BANGKOK – The focus of China’s sprawling hydropower industry is increasingly shifting to Tibet, according to researchers and a Tibetan advocacy group’s study, highlighting the potential for unrest and environmental damage in a region that Chinese officials have long viewed as a source of resources for the industrialized east.
China has built an estimated 22,000 large dams – about 40% of the world’s total – to help power several decades of rapid industrialization and economic growth, maxing out the hydropower potential of many rivers. The exception has been the Tibetan plateau.
The roof-of-the-world region, invaded and annexed by China in the middle of the last century, is the headwaters of major rivers in Asia and home of Himalayan glaciers that are a source of water for hundreds of millions of people.

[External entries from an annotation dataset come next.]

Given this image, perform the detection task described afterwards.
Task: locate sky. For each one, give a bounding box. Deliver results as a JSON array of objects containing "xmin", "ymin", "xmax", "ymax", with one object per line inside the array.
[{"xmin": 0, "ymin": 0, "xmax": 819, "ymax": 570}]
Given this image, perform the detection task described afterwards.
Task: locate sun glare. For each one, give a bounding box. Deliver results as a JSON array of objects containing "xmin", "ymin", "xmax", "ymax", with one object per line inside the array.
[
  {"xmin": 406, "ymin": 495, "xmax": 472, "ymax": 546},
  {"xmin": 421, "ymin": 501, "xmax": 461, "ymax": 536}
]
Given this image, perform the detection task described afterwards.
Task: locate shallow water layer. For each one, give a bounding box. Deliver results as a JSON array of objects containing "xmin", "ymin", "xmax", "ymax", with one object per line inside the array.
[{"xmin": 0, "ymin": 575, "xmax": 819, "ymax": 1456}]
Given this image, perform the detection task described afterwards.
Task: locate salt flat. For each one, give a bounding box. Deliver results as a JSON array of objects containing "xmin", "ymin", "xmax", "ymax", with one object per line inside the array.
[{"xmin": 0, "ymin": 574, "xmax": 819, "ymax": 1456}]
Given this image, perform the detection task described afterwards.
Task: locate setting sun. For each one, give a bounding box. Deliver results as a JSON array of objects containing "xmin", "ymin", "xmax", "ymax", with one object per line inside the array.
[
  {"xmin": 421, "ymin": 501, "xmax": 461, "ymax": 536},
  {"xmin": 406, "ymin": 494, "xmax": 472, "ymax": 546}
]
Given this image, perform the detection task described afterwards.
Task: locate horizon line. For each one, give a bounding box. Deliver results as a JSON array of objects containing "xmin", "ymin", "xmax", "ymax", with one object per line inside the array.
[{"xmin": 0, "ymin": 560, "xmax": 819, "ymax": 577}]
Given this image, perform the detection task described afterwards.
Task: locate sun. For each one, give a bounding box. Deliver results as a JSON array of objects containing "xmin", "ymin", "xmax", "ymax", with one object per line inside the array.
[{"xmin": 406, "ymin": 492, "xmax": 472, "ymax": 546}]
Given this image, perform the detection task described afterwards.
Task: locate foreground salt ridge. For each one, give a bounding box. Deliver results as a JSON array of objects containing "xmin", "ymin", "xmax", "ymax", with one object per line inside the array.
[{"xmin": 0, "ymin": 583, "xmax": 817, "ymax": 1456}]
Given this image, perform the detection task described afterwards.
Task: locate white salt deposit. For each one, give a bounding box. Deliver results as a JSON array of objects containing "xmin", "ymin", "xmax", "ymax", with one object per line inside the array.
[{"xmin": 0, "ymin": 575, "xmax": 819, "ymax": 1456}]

It has about 110 gigawatts of untapped hydropower potential that could fuel the economy of China’s east, a researcher said, citing government figures. A single gigawatt is enough power for 100 million light bulbs.
In 2013, academic Tashi Tsering catalogued a total of 114 dams either built on three major rivers in Tibet or proposed for them.
A decade later, the number of constructed and proposed dams is at least 193 and probably much higher, according to a two-year desktop research project carried out by International Campaign for Tibet, or ICT, a Washington-based group that campaigns for Tibetan self-determination.